Sie starrte ihn wütend an und reckte ihren verstümmelten Arm. »Glaub mir Balen, du hast es äußerst persönlich gemacht.«
Er schüttelte den Kopf und fragte sich, was er zu erreichen hoffte, indem er sich noch länger hier herumdrückte und Erklärungen stammelte. Er hatte diese Kreatur über Wochen unablässig gefoltert. Es war fraglos zu spät, um Verzeihung zu bitten. »Du musst ihnen sagen ... dass ich das verbrochen habe. Nicht meine Familie.«
»Ich bin sicher, das wird ihnen ein großer Trost sein, wenn sie sterben.«
Balen starrte sie an. Womöglich begriff er erst jetzt die Tragweite dessen, was er angerichtet hatte. »Gibt es keine Hoffnung auf Gnade?«
Lyna musterte ihn forschend und nickte dann. »Anders als du denkst, sind wir keine Bestien, Balen. Du willst Gnade für dich und deine Familie?« Die Unsterbliche lächelte kühl und zeigte ihre perfekten Zähne. »Dann werde ich dafür sorgen, dass du sie bekommst.«
»Wirklich?«
»Wirklich. Es wird mir eine Freude sein. Wenn meine Freunde kommen, um mich zu befreien, werde ich anregen, dass sie dir all die Gnade zuteilwerden lassen, die du mir erwiesen hast.«
»Wenn deine Freunde kommen«, betonte er.
»Oh, da kannst du jetzt sicher sein«, bemerkte eine tiefe Stimme hinter ihm.

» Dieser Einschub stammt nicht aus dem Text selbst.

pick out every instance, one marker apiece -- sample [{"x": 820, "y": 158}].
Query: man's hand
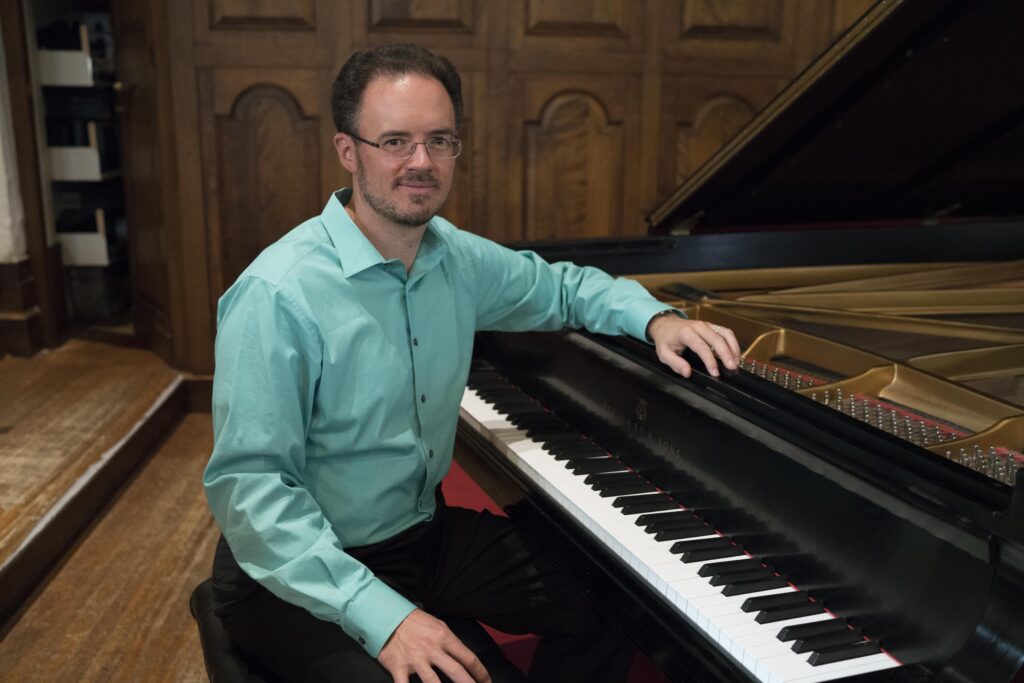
[
  {"x": 672, "y": 335},
  {"x": 421, "y": 642}
]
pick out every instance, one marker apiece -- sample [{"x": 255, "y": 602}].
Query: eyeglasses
[{"x": 437, "y": 146}]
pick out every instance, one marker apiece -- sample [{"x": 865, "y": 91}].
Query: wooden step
[{"x": 117, "y": 609}]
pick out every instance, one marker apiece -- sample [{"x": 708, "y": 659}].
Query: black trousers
[{"x": 461, "y": 564}]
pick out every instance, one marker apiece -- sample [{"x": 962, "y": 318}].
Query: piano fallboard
[{"x": 843, "y": 512}]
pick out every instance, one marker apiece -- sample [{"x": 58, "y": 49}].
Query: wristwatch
[{"x": 662, "y": 313}]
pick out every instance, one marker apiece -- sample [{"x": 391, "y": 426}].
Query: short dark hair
[{"x": 393, "y": 59}]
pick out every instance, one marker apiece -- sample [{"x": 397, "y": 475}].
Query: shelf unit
[{"x": 83, "y": 157}]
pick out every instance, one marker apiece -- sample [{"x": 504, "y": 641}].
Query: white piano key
[{"x": 753, "y": 645}]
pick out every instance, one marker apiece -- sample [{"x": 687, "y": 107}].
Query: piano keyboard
[{"x": 770, "y": 628}]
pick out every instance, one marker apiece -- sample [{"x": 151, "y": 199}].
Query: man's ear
[{"x": 345, "y": 146}]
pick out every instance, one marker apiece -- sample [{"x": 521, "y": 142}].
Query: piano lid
[{"x": 914, "y": 115}]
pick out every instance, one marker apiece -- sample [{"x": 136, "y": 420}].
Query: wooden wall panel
[
  {"x": 574, "y": 157},
  {"x": 571, "y": 156},
  {"x": 286, "y": 14},
  {"x": 608, "y": 25},
  {"x": 580, "y": 114},
  {"x": 263, "y": 160},
  {"x": 439, "y": 25},
  {"x": 421, "y": 14},
  {"x": 699, "y": 115}
]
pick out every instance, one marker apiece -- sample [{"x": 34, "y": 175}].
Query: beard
[{"x": 423, "y": 208}]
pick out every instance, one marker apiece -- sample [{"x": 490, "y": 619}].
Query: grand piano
[{"x": 848, "y": 504}]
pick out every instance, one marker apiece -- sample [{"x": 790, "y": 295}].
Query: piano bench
[{"x": 225, "y": 664}]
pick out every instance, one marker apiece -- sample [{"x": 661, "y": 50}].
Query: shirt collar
[{"x": 356, "y": 253}]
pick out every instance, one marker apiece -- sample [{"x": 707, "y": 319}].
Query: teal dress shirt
[{"x": 337, "y": 389}]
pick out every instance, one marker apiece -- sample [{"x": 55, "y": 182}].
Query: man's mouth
[{"x": 417, "y": 182}]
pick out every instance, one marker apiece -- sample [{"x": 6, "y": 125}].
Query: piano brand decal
[{"x": 635, "y": 425}]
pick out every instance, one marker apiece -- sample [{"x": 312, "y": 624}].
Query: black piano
[{"x": 848, "y": 504}]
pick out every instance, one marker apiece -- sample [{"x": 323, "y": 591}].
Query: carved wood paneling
[
  {"x": 274, "y": 14},
  {"x": 701, "y": 114},
  {"x": 574, "y": 158},
  {"x": 581, "y": 115},
  {"x": 576, "y": 25},
  {"x": 421, "y": 14},
  {"x": 716, "y": 122},
  {"x": 266, "y": 173},
  {"x": 466, "y": 206},
  {"x": 586, "y": 17},
  {"x": 740, "y": 19}
]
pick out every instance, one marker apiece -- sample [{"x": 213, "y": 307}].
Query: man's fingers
[
  {"x": 467, "y": 659},
  {"x": 457, "y": 671},
  {"x": 675, "y": 361},
  {"x": 427, "y": 675}
]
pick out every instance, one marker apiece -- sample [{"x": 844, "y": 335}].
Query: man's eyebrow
[{"x": 406, "y": 133}]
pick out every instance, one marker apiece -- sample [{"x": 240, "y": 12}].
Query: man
[{"x": 342, "y": 354}]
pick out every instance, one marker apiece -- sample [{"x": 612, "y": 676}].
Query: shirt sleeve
[
  {"x": 267, "y": 368},
  {"x": 519, "y": 291}
]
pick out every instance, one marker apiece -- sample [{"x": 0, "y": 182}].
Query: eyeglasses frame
[{"x": 454, "y": 139}]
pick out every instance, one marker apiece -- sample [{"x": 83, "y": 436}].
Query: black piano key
[
  {"x": 660, "y": 520},
  {"x": 567, "y": 437},
  {"x": 714, "y": 568},
  {"x": 564, "y": 455},
  {"x": 643, "y": 498},
  {"x": 828, "y": 641},
  {"x": 777, "y": 600},
  {"x": 845, "y": 652},
  {"x": 812, "y": 629},
  {"x": 748, "y": 587},
  {"x": 727, "y": 578},
  {"x": 609, "y": 477},
  {"x": 692, "y": 522},
  {"x": 686, "y": 532},
  {"x": 702, "y": 550},
  {"x": 636, "y": 507},
  {"x": 702, "y": 544},
  {"x": 783, "y": 613},
  {"x": 592, "y": 465},
  {"x": 713, "y": 554},
  {"x": 612, "y": 491}
]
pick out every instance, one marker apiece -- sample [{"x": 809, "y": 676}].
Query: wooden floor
[
  {"x": 59, "y": 412},
  {"x": 117, "y": 609}
]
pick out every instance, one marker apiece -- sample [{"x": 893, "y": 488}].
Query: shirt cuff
[
  {"x": 374, "y": 615},
  {"x": 639, "y": 314}
]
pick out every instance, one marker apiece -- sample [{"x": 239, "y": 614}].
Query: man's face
[{"x": 404, "y": 191}]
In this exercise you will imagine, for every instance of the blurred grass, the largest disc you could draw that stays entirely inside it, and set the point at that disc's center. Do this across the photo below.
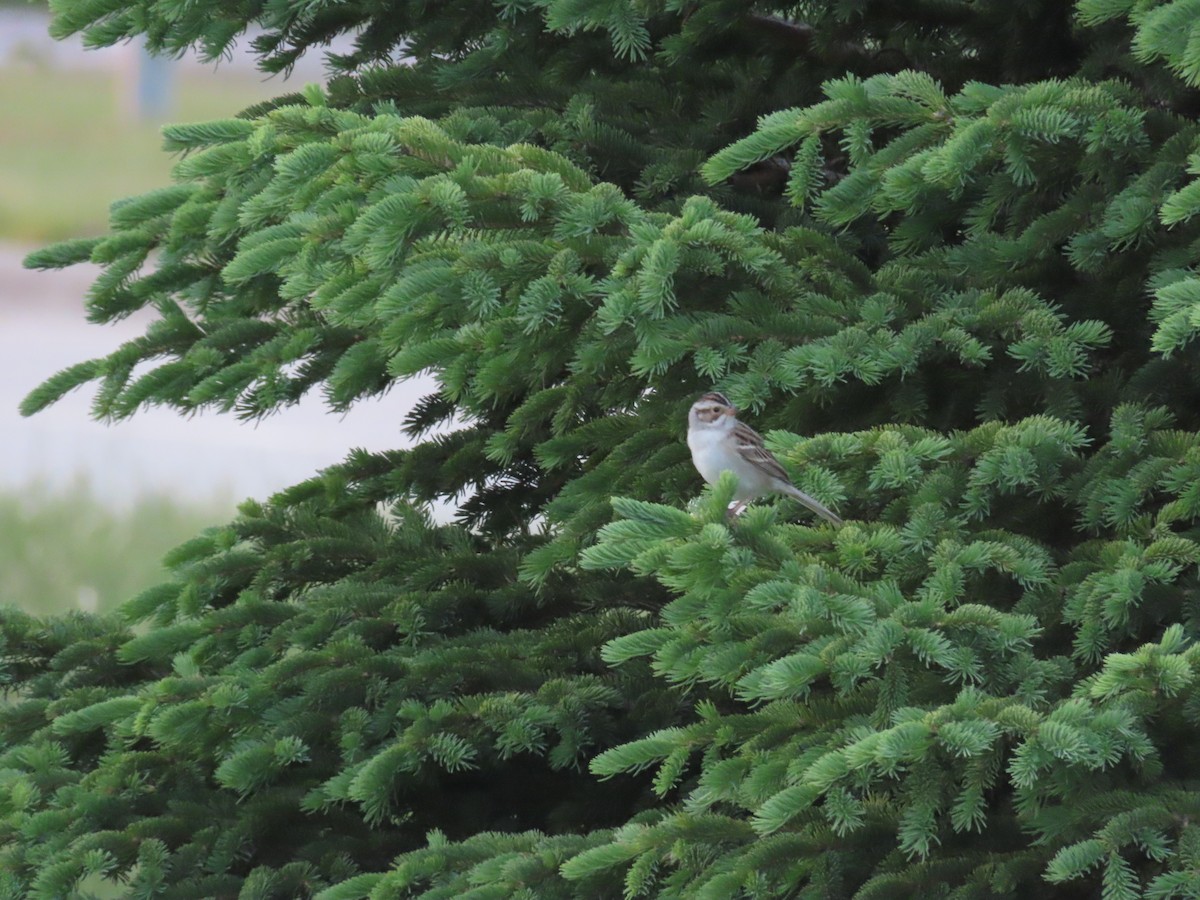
(67, 550)
(66, 150)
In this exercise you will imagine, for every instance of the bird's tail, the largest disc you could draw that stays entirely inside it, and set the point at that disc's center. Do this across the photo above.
(814, 504)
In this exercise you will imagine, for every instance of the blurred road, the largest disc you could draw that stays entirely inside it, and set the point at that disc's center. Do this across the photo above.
(42, 330)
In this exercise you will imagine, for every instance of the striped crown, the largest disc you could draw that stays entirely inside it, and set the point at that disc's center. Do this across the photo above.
(715, 397)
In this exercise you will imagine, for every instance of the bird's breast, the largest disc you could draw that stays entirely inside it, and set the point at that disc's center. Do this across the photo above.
(708, 453)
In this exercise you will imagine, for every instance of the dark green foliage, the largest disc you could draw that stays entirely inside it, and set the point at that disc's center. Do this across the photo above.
(953, 244)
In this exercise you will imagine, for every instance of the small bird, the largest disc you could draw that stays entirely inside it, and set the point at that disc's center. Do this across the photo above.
(720, 443)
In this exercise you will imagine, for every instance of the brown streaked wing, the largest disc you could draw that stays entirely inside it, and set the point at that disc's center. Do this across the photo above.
(751, 448)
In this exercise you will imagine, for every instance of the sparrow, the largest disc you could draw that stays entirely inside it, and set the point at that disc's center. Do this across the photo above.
(720, 443)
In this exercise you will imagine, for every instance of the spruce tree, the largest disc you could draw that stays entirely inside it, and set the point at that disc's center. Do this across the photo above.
(941, 252)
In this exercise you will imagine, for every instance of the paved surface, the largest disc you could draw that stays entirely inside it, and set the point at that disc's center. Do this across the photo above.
(42, 330)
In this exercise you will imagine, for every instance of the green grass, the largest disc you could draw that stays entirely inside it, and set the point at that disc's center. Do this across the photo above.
(66, 151)
(67, 550)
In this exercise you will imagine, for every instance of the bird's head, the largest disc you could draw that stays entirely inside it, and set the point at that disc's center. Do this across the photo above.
(709, 409)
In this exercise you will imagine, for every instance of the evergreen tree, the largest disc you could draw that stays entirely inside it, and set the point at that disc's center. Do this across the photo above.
(942, 252)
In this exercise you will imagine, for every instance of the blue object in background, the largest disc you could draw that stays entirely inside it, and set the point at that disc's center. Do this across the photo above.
(155, 87)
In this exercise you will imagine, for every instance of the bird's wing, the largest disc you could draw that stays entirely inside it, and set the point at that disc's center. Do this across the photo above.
(750, 447)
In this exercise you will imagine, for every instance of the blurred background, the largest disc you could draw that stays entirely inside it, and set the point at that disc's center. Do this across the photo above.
(88, 509)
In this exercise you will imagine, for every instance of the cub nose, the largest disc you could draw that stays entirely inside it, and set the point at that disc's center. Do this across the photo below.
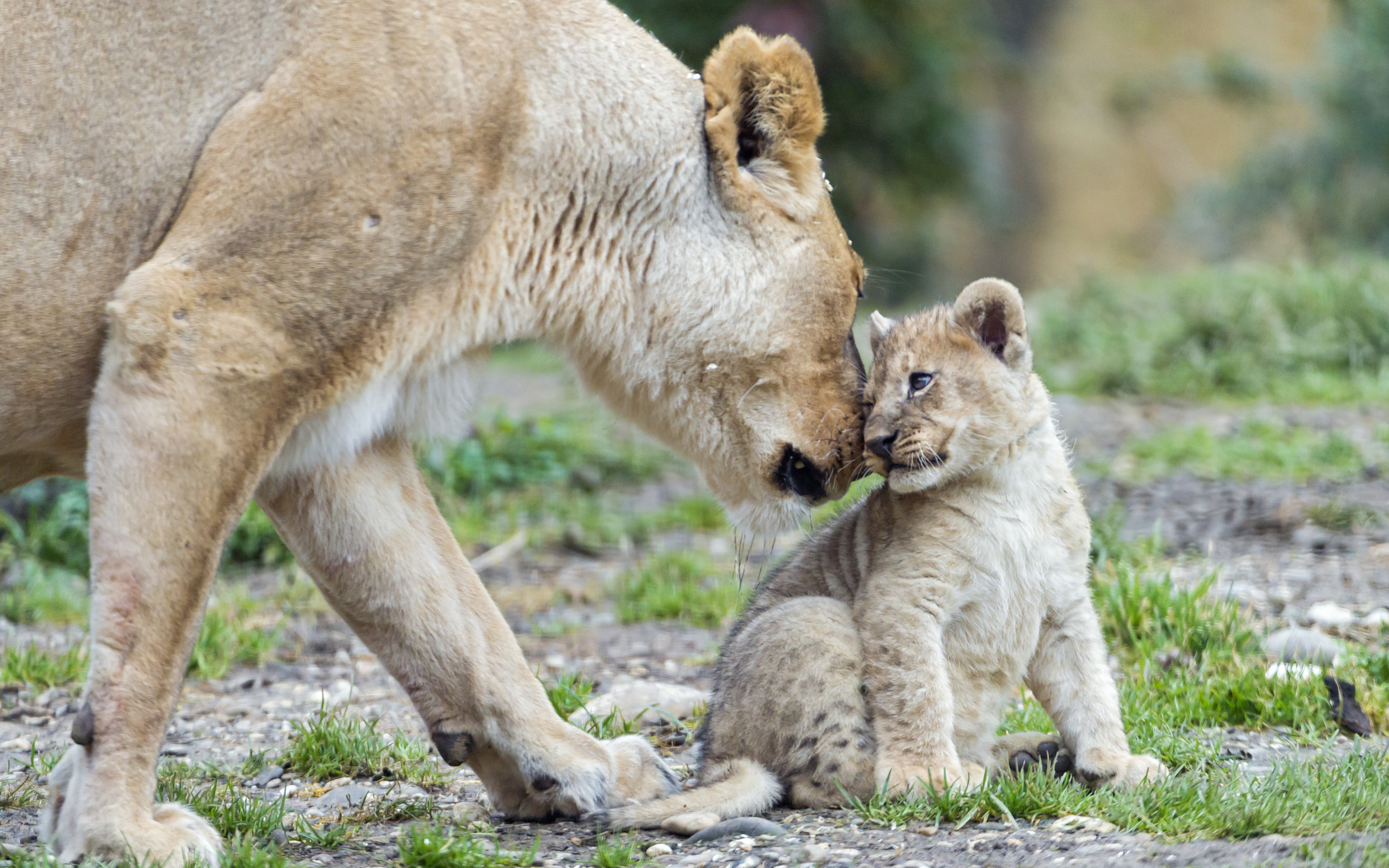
(883, 446)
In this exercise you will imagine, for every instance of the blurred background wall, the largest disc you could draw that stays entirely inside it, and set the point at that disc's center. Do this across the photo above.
(1047, 141)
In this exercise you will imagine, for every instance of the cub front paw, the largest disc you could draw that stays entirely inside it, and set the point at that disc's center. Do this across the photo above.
(1124, 771)
(906, 780)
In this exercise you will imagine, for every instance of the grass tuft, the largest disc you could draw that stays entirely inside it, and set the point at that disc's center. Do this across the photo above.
(678, 586)
(231, 813)
(29, 665)
(617, 852)
(337, 745)
(232, 632)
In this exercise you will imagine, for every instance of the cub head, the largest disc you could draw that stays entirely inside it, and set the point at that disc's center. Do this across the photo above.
(952, 388)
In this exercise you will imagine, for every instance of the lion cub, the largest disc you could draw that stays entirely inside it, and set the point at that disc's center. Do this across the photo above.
(885, 648)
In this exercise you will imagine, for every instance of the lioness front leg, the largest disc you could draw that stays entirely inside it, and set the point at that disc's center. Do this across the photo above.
(909, 687)
(371, 537)
(1071, 679)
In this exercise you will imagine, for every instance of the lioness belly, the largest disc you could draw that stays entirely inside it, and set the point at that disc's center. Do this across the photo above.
(106, 110)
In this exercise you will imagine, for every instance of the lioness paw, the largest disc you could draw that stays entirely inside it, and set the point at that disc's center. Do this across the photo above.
(171, 835)
(1121, 770)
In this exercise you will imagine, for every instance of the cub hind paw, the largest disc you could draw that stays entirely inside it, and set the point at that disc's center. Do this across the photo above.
(1023, 750)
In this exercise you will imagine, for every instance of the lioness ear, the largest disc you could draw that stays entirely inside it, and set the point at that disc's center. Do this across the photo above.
(763, 116)
(878, 328)
(992, 312)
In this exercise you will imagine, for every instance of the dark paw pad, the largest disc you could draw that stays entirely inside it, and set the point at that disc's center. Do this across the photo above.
(544, 782)
(84, 728)
(453, 746)
(1021, 761)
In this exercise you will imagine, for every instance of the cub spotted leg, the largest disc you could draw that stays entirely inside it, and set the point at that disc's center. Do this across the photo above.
(370, 534)
(909, 681)
(1071, 679)
(176, 449)
(790, 696)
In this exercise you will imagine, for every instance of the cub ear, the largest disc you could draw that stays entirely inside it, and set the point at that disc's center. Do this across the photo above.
(992, 312)
(878, 328)
(763, 116)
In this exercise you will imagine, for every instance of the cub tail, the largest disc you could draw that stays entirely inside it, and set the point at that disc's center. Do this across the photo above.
(736, 788)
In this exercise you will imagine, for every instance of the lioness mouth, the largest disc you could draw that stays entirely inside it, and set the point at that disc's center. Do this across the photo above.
(937, 460)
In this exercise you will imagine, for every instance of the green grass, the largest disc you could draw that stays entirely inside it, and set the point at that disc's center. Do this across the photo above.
(617, 852)
(1255, 450)
(42, 668)
(678, 586)
(245, 852)
(441, 846)
(1344, 517)
(334, 744)
(231, 635)
(569, 693)
(1282, 334)
(218, 802)
(1296, 799)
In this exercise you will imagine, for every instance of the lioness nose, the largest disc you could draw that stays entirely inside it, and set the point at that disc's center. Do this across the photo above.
(883, 446)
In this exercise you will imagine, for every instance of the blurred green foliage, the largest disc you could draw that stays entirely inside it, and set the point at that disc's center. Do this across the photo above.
(891, 73)
(1294, 334)
(1255, 450)
(1331, 184)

Erschrocken fuhr Balen herum und erblickte einen Fremden, der im Eingang der Schmiede stand. Er war ein großer Mann in einer ledernen Rüstung, darüber fiel ein dunkelroter Umhang, den auf der rechten Schulter eine juwelenbesetzte Fibel zusammenhielt.
»Kentravyon!«, rief Lyna, sobald sie ihn sah, obwohl Balen keiner Vorstellung mehr bedurfte.
Er zog sich in Richtung der Esse zurück. Natürlich hatte er keine Chance, einen Unsterblichen zu besiegen, schon gar keinen so mächtigen Gezeitenfürsten wie Kentravyon. Aber möglicherweise konnte er ihn lange genug beschäftigen, um den anderen Zeit zur Flucht zu verschaffen.
»Du hast meine Freundin verletzt«, sagte der Unsterbliche und kam auf ihn zu.
»Das war ... wir wollten nur ...«
»Ich weiß, was ihr wolltet«, sagte Kentravyon. Er klang gar nicht wütend. Er klang gelassen, beinahe gelangweilt. »Ihr habt versucht herauszufinden, wie man uns tötet, stimmt's?«
Balen nickte und fühlte den warmen Stein der Esse im Rücken. Es war zu spät zum Davonlaufen. Er konnte nirgends mehr hin.